Reconciling modern machine learning practice and the bias-variance trade-off

What is This post about?

The interview with the lead author of the paper: Prof. Mikhail Belkin

Together we will analyze an amazing paper entitled: “Reconciling modern machine learning practice and the bias-variance trade-off “. You know how we always thought we understood how increasing model capacity (e.g., increasing the number of parameters in an Artificial Neural Network) after a certain point, can lead to over-fitting? We always needed to find the sweet spot, if you will, where the model capacity is just enough to fit the training data and to generalize well to the unseen data. Below is the famous U-shape figure:

You can see how after the sweet spot, the training risk (aka., training error) still goes down, while the test risk (aka., test error) keeps increasing. Thus, capacities before the sweet spot, at the sweet spot, and after the sweet spot, result in under-fitting, good-fitting, and over-fitting (Or so we thought!!!). The paper we analyze today, shows us that if we ignore the disturbing increase in the test risk, and keep increasing the model capacity, there will come a 2^nd descent where we might even achieve a better generalization than if we had used the model capacity at the “sweet spot”: This is the Double Descent behavior!

I am ready when you are 😉

The Double-Descent Risk Curve

If we increase the capacity of a model beyond the sweet spot, we enter the realm of over-fitting and if we just ignore this and just keep adding more parameters, we will hit a spot where the model fits the training data perfectly. Let’s call this the interpolation point. This is where the generalization ability of our model is at its worst, that is, the test risk is maximum! Amazingly, the authors did not give up and kept increasing the model capacity beyond this point and that is where an amazing phenomenon happens! The test risk starts dropping again (i.e., the model’s generalizability begins to improve) and the more parameters you add it will become better and better. This is where the second descent in the previously-known balance-variance trade-off curve happens! You might wonder so what? Here is what:

The authors have shown that if you keep adding parameters to the model beyond the interpolation point, there will be a second descent that could even lead to a generalizability that is higher than what you would achieve if you stopped at the sweet spot in the classic U-shape curve.

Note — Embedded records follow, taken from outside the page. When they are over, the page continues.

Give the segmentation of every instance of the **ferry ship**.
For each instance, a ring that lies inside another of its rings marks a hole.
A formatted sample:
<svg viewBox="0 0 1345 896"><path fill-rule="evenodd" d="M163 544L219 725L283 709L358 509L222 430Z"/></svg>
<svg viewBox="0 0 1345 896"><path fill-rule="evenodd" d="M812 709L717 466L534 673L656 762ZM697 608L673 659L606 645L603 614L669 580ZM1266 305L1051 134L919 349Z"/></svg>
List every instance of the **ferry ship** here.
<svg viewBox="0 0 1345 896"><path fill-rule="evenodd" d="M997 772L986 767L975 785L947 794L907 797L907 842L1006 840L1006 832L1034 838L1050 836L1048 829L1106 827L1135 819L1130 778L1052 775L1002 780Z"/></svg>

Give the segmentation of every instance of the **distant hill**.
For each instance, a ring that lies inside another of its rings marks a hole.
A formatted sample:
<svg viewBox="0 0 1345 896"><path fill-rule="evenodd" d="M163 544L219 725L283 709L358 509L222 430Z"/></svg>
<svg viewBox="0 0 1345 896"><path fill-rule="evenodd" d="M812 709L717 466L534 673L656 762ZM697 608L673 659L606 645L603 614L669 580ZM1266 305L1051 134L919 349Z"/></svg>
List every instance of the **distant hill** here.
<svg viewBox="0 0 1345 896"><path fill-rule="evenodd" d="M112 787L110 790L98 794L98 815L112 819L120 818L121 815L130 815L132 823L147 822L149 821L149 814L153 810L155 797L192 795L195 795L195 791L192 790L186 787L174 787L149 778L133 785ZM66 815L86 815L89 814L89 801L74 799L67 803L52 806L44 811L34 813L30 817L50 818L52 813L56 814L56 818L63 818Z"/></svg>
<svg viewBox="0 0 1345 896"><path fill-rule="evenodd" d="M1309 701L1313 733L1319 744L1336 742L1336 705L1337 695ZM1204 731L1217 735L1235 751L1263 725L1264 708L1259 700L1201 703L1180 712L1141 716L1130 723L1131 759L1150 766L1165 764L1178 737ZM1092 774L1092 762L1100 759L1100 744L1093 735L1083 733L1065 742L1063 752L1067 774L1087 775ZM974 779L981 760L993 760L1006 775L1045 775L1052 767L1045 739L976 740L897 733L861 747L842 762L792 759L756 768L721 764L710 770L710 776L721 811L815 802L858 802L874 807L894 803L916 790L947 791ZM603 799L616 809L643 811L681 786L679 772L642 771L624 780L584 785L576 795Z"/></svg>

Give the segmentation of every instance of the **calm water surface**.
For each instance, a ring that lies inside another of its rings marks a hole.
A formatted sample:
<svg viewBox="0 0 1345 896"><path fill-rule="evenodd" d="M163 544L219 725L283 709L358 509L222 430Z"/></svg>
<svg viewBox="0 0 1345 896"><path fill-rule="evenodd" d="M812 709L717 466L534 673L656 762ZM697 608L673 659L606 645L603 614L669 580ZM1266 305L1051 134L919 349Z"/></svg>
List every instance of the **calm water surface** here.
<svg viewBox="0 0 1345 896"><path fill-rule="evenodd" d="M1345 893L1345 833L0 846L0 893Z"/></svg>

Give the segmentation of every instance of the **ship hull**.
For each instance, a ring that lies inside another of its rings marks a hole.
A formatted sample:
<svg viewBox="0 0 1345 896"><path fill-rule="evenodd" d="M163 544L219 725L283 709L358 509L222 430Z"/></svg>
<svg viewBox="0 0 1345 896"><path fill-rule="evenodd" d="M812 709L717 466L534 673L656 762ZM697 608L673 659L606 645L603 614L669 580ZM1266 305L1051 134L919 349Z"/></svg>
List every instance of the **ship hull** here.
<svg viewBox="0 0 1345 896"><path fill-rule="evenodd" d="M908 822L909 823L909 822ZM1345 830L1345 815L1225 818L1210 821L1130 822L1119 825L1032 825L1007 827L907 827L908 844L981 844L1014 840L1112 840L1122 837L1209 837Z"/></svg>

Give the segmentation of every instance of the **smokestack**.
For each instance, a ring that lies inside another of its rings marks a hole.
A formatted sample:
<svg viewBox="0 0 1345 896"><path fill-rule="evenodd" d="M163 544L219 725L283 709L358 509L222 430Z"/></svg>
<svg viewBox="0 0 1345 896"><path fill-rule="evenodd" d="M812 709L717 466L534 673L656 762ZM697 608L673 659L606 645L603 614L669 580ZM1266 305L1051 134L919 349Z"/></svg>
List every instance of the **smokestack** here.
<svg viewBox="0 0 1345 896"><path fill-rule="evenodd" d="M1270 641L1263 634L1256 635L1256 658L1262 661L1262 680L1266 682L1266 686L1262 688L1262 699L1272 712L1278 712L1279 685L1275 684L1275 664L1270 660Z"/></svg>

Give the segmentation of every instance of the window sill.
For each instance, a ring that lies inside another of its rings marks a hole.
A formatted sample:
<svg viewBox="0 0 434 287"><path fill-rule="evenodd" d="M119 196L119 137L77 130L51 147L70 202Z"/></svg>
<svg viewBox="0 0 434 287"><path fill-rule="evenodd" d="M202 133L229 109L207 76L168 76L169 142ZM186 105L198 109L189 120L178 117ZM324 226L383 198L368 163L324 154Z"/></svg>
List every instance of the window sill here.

One important issue to remind ourselves of is the following: It is not always true that the second descent has better generalization than the bottom of the traditional U-shape curve. In simulations it can go either way depending on the specific parameters. In practice it is hard to tell for sure, but presumably, this also depends on the specific settings.

Who would have thought, all these years, we had been seeing only half of the bigger picture! Let’s see the astonishing double-descent curve:

Very interestingly, the double-descent phenomenon can explain why models with millions of parameters, say monstrous Artificial Neural Networks, can still accomplish a low test risk! This is amazing, as the previously known U-shape curve could not justify why these big models can still achieve such good generalizability! This explains why very rich deep neural networks tend to perform so well and generalize so beautifully. Such models (in modern interpolating regime) are over-parametrized beyond the interpolation point as opposed to the classical regime (i.e., any model with capacities below the interpolation threshold).

The authors highlight a very interesting insight:

Models with high capacity can achieve low test risk (i.e., high generalizability) because the capacity of the model does not necessarily reflect how well the model matches the inductive-bias appropriate for the problem at hand!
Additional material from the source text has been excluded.